Antidogmático por excelencia, libertario en sus concepciones, antiburocrático en la gestión, coherencia política y moral, estilo autocrítico, directo y frontal. Son atributos de su acción que acompañaban la preponderancia casi excluyente que le daba a la formación de conciencia. Ese estilo lo tornaba incontrolable para la vieja guardia estalinista del PSP (Partido Socialista Popular), que buscaba recortar su poder y descalificarlo. Filosofía de la praxis / pensamiento crítico / socialismo revolucionario, son los ejes que han recorrido todo su pensamiento.
Portador de una inmensa voluntad que muchas veces rozaba con el voluntarismo, de una fuerte preocupación por promover la participación de las masas, para lo que depositaba una excesiva confianza en el ejemplo moral de los dirigentes -como portadores de fe y generadores de voluntad colectiva- del cual su propia vida era más que emblemática. Portador también de una impaciencia revolucionaria que lo llevaba a forzar muchas situaciones.

Ilumina con luz propia.
Cualquiera sea el balance que se haga de su corta y meteórica vida política militante no puede desconocerse que sus ideas tuvieron -y tienen- el valor de haber revalorizado las potencialidades creadoras de un marxismo vivo y abierto. Sus concepciones éticas y humanistas son hoy -cuando el capitalismo demuestra que la corrupción y la pérdida de valores es esencial a su lógica interna y se declara incapaz de dar respuestas a las necesidades crecientes de la humanidad- profundamente subversivas.

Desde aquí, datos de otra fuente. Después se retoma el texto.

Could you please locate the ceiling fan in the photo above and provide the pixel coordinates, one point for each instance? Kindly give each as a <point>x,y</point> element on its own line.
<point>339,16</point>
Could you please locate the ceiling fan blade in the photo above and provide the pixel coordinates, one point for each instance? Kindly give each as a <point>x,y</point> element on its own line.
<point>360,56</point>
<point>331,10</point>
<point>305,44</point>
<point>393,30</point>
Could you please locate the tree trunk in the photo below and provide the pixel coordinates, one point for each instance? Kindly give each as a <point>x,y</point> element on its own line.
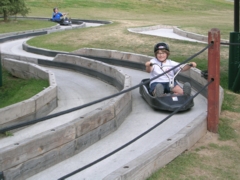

Tal vez aquí se encuentren las razones del regreso de su pensamiento rebelde e insurgente.
Si cincuenta años después, con la distancia que el tiempo pone respecto de las pasiones y de las luchas de ese entonces, intentamos una revalorización del Che es porque pensamos que es posible considerar el conjunto de su pensamiento como un aporte a la refundación del marxismo moderno y una recuperación de los aspectos centrales del pensamiento marxiano.
Desde esta perspectiva fue un hombre de su tiempo pero que nos ilumina con luz propia el presente.

* Integrante del colectivo EDI (Economistas de Izquierda).